Judge Jackson gave the IRS until June 26, 2014 to respond to Z-Street. That deadline has now come and gone, so the case now enters the discovery phase of the process. This means that Z-Street can now subpoena IRS officials, put them under oath and ask them questions, as well as cross examine them closely. They can also subpoena documents and require they be produced.

According the the Jerusalum Post, this may be the case that helps blow the lid on the IRS scandal. The stated, “The Z-Street case may be what forces the IRS to pull aside its carefully contracted curtain and reveal how it made decisions regarding organizations deemed out of step with the current US administration.”

Interestingly enough, the Z-Street case can be very damaging to the IRS, in that its lawsuit was filed in August of 2010, which means the IRS was then under legal obligation to preserve records, which will all now know, from the House hearings, they have not done.

According the the Wall Street Journal’s Review and Outlook column these records must be preserved by law:

Under the Federal Rules of Civil Procedure and legal precedent, once the suit was filed the IRS was required to preserve all evidence relevant to the viewpoint-discrimination charge. That means that no matter what dog ate Lois Lerner’s hard drive or what the IRS habit was of recycling the tapes used to back up its email records of taxpayer information, it had a legal duty not to destroy the evidence in ongoing litigation.

In private white-collar cases, companies facing a lawsuit routinely operate under what is known as a “litigation hold,” instructing employees to affirmatively retain all documents related to the potential litigation. A failure to do that and any resulting document loss amounts to what is called “willful spoliation,” or deliberate destruction of evidence if any of the destroyed documents were potentially relevant to the litigation.

At the IRS, that requirement applied to all correspondence regarding Z Street, as well as to information related to the vetting of conservative groups whose applications for tax-exempt status were delayed during an election season.

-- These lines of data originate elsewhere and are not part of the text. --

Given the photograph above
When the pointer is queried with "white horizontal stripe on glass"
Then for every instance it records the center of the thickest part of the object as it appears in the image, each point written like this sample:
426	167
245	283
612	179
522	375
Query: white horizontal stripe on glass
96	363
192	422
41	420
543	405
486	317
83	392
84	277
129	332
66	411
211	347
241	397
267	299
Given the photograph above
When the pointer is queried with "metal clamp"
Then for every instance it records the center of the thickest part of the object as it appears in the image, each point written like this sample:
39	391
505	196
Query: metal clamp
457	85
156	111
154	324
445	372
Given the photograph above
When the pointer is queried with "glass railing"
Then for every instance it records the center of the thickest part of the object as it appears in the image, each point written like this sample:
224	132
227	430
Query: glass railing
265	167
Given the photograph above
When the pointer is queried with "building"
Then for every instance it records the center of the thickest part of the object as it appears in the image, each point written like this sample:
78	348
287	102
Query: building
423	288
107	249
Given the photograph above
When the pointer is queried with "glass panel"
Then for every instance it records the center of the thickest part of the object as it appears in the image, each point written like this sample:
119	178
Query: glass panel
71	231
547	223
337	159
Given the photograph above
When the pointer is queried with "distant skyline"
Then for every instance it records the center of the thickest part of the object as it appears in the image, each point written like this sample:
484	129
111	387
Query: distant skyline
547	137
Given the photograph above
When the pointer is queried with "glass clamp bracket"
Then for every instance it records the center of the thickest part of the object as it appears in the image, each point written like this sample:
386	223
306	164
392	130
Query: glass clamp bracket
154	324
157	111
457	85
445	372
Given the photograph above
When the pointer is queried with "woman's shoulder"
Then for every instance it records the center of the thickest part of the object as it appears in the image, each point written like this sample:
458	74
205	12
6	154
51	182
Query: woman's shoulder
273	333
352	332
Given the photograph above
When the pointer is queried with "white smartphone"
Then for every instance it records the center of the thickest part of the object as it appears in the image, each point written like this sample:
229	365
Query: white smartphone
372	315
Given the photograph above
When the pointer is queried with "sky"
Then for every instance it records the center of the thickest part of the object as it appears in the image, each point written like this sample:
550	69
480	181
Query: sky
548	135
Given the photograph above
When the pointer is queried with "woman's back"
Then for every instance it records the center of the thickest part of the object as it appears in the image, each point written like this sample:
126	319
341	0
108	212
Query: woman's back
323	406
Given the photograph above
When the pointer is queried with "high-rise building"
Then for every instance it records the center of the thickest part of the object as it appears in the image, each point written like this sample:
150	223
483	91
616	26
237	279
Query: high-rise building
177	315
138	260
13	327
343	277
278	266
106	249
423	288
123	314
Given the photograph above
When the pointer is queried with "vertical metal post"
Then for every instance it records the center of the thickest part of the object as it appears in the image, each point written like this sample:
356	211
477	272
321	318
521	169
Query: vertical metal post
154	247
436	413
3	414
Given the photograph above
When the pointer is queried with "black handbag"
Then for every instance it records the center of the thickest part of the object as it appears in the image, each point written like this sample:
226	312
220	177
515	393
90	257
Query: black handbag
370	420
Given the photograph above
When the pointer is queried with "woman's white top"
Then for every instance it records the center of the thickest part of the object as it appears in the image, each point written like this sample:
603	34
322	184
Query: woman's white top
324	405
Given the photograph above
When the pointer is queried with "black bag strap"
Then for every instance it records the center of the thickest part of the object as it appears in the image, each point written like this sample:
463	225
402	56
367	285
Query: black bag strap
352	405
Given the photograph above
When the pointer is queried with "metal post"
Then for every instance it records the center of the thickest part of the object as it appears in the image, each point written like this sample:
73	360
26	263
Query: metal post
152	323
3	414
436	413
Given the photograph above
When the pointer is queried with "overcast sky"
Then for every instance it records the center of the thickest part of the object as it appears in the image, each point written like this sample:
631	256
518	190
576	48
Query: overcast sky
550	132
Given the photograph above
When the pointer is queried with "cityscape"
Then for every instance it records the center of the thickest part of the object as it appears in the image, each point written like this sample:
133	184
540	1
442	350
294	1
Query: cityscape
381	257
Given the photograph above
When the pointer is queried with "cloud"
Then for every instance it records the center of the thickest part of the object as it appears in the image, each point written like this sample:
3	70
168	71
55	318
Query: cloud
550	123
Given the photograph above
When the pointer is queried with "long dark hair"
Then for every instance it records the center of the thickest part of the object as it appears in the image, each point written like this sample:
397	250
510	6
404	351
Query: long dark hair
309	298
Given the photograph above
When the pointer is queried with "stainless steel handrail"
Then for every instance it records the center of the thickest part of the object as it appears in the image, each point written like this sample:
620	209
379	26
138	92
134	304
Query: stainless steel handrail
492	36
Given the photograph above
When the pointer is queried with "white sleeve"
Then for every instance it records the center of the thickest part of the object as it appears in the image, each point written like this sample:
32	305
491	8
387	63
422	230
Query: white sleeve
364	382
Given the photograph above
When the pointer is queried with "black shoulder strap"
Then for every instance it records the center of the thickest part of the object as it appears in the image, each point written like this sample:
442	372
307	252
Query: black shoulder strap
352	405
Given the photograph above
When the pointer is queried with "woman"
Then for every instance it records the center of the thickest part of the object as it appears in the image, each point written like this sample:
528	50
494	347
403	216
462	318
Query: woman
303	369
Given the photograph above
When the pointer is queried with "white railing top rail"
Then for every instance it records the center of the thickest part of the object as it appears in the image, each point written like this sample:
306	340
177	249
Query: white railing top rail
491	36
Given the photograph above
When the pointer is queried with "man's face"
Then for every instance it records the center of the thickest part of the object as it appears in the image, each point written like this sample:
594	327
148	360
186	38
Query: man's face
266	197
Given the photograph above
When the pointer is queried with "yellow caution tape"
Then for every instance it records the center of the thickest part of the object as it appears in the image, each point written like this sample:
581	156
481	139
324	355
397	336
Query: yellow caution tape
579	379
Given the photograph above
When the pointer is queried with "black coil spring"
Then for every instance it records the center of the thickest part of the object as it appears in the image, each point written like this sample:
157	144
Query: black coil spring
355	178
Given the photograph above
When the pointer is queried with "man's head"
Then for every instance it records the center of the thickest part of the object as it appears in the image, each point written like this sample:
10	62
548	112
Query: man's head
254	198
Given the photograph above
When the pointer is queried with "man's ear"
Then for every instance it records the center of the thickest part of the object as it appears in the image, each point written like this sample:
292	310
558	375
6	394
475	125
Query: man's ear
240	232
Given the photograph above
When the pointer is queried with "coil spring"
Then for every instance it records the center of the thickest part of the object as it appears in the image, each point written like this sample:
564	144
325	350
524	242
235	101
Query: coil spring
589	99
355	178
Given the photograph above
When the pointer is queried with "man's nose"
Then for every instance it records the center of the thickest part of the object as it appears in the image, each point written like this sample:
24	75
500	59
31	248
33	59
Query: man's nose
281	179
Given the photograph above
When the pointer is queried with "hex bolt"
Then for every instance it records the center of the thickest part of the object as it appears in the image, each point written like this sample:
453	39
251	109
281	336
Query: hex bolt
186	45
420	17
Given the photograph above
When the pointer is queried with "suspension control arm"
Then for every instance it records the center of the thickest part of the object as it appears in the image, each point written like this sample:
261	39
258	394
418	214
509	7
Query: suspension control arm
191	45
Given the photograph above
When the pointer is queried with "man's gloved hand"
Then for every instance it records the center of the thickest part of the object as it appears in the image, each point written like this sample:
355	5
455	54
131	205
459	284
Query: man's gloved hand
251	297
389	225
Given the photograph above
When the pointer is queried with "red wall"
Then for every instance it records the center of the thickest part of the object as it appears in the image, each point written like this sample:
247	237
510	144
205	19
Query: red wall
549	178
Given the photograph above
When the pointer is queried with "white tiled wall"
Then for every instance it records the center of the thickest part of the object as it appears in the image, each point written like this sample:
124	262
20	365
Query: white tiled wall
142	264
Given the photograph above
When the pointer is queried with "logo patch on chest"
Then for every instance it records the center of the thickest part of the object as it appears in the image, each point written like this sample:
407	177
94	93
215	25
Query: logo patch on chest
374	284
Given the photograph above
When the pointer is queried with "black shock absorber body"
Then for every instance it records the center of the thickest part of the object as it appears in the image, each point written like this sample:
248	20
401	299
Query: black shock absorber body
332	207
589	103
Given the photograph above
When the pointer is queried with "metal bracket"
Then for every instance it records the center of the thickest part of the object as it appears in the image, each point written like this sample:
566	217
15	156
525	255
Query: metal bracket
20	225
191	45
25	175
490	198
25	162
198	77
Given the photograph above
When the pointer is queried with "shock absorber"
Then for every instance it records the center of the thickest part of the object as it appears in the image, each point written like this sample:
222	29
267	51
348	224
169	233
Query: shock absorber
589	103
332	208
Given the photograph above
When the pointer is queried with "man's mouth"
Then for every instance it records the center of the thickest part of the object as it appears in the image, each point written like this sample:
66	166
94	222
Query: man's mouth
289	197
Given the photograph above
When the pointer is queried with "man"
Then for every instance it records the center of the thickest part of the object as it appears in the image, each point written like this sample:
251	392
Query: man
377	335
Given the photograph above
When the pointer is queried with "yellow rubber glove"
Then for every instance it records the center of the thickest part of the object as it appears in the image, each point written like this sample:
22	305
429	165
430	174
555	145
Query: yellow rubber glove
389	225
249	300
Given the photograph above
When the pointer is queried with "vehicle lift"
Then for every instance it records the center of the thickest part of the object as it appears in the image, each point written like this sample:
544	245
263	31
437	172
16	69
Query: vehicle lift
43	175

Instead, and incredibly, the IRS cancelled its contract with email-archiving firm Sonasoft shortly after Ms. Lerner’s computer “crash” in June 2011.

In the federal District of Columbia circuit where Z Street’s case is now pending, the operating legal obligation is that “negligent or reckless spoliation of evidence is an independent and actionable tort.” In a 2011 case a D.C. district court also noted that “Once a party reasonably anticipates litigation, it must suspend its routine document retention/destruction policy and put in place a ‘litigation hold’ to ensure the preservation of relevant documents.”

The government’s duty is equally pressing. “When the United States comes into court as a party in a civil suit, it is subject to the Federal Rules of Civil Procedure as any other litigant,” the Court of Federal Claims ruled in 2007. The responsibility to preserve evidence should have been a topic of conversation between the IRS chief counsel’s office and the Justice Department lawyers assigned to handle the Z Street case.

Because we now know that evidence was not persevered, due to the failure to properly recover emails from a computer crash, even when they could have done so from backup tapes, at the time, this could become a separate tort case, and opens up the door for judicial inquiry into the IRS destruction of evidence.

Of course, not surprisingly, this whole lawsuit has gotten very little media coverage, despite the potential major implications of it for the IRS.